6. JaCoby Jones – He was drafted as an outfielder, but the Pirates are switching him to shortstop full time this year. Jones is very athletic and has a lot of speed, so it seems likely that he can handle the position. The intriguing thing is how his bat can play at the position. So far he has a .308/.349/.487 line in 39 at-bats with West Virginia. That kind of production from the shortstop position is good to have. At the time of the draft there was some talk that he could need a big adjustment with his swing, but so far in the pros he has done nothing but hit, which means he might not need that major overhaul.
7. Josh Bell – Last year, Bell had a good season, but his success was quiet and didn’t lead to a huge breakout like we saw from other prospects in the system. This year he has the opportunity to be a big breakout prospect, and so far he’s off to a good start. Bell has a .343/.378/.571 line in 35 at-bats in the young season, with three doubles, a triple, and a homer. He hasn’t been walking a lot, with a 5.4% walk rate, down from 10% last year.
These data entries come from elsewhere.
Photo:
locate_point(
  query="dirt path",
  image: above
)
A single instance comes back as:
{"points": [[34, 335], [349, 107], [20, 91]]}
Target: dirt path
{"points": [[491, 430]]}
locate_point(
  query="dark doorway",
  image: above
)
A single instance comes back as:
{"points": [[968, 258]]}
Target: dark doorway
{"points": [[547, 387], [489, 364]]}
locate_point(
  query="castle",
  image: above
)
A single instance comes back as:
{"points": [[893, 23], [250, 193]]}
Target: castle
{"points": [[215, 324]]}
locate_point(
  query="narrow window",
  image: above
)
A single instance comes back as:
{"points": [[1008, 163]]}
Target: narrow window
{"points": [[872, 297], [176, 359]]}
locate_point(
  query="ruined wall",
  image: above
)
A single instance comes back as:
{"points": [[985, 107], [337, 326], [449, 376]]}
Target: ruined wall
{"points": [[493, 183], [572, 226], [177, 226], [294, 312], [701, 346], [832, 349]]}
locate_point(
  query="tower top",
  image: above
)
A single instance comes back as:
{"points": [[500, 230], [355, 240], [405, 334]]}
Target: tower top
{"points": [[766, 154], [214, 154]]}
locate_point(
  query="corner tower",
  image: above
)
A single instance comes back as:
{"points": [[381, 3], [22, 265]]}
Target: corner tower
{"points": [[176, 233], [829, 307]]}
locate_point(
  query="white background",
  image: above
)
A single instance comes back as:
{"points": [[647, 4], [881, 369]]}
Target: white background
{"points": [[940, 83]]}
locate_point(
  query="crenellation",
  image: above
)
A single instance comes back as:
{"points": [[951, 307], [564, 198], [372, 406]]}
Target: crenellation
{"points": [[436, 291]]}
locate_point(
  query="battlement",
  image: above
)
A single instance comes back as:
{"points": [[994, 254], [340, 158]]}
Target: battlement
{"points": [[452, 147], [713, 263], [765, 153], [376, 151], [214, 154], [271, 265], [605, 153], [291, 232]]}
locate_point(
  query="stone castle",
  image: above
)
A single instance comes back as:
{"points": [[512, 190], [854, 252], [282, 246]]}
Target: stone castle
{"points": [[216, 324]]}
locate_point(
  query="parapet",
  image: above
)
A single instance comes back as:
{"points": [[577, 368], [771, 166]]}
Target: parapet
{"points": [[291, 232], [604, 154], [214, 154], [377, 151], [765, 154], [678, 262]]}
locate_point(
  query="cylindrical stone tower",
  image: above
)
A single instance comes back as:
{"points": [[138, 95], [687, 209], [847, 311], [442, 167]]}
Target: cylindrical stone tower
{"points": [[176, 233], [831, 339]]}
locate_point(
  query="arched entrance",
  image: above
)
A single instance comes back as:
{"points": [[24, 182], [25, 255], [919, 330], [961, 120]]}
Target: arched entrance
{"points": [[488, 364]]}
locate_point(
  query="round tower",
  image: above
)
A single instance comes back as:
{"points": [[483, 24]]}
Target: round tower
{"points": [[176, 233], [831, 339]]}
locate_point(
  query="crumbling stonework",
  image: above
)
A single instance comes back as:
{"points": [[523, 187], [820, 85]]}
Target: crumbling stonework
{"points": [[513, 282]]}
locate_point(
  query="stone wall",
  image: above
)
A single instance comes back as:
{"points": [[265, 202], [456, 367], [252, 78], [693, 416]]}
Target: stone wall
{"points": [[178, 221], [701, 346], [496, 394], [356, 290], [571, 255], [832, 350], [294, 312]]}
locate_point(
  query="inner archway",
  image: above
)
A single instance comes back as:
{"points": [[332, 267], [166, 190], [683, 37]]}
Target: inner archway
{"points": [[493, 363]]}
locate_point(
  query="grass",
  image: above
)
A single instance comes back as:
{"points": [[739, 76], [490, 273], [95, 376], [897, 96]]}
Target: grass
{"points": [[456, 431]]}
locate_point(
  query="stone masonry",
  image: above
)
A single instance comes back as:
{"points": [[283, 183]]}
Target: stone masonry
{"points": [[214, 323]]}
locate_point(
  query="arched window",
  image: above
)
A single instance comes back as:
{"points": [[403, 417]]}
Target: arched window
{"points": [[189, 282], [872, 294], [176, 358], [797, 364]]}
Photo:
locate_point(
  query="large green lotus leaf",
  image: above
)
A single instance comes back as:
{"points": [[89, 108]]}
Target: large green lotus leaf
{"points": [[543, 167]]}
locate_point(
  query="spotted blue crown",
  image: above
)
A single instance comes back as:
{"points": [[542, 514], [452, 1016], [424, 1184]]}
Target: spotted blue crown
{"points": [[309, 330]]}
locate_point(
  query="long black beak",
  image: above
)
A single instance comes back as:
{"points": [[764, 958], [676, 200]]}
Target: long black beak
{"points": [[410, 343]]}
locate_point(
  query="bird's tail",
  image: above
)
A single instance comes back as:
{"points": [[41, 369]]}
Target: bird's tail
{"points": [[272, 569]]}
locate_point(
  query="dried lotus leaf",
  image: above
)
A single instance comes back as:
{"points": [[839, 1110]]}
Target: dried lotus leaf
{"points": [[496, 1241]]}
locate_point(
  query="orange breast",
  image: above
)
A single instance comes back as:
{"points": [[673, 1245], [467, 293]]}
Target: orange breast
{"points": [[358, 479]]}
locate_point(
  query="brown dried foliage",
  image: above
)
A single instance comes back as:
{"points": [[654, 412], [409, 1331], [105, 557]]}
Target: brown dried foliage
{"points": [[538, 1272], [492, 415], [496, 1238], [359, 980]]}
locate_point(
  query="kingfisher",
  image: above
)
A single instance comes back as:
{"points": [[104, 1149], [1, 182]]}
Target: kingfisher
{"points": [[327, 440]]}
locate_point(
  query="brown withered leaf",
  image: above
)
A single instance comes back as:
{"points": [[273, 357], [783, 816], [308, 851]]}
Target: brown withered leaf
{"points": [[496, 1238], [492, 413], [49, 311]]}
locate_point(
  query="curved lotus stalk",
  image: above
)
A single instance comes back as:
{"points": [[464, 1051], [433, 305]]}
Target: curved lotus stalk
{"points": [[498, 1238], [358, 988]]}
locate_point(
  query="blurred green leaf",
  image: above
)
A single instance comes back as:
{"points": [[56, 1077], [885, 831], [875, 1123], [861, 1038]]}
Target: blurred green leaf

That should improve, especially if he keeps hitting everything and stops getting pitches in the strike zone.
8. Danny Collins – With the injuries to Harold Ramirez, Barrett Barnes, and Austin Meadows, Collins has gotten a lot of time in the outfield this year. He was drafted as a first baseman, and had some power potential, hitting seven homers in 228 at-bats with Jamestown last year. He has done a better job this year of getting on base, but so far the power has been limited to doubles. Collins doesn’t have an easy road to the majors, but he will have an easier time if he can handle the outfield, as his bat doesn’t project to carry him as a first baseman.
9. Jarek Cunningham – Cunningham is in Altoona for the third season, but this time he’s showing something a little different. He’s actually drawing walks, with a 16.7% walk rate so far, way up from his career best of 8.9% in 2012. His strikeout rate is also at 20%, which is his best rate since rookie ball in 2008. He’s still not hitting for average, but his OBP and power is giving him value. He’s also adding value by playing third base this year. A skeptical view of Cunningham would say that these types of improvements are expected after two years at a level, or that they’re a result of a small sample size, and that the large sample from the last two years is a bigger indication of his skill. That said, he’s still young enough to have a chance at a breakout season, even if that would be viewed with skepticism until he had success in Triple-A.
10. Stetson Allie – Allie started to hit this week, going 6-for-23 with two doubles and a home run. The most encouraging sign is that his strikeout rate so far is at 21.9%, which is well below his 28.9% in High-A last year. Allie’s power could allow him to easily make the majors with a strikeout rate that low. He’s also drawing a good amount of walks, with a 12.5% walk rate. In the future, Allie projects to be a three true outcomes player, with a low average, a lot of walks, a lot of strikeouts, and a lot of home runs. However, typically guys who are three true outcome guys in the minors don’t go on to play that same role in the majors. As an example, Pedro Alvarez had a 22.9% strikeout rate in Altoona, and has a career 30.3% strikeout rate in the majors. Allie is going to need to continue keeping the strikeouts low in the minors.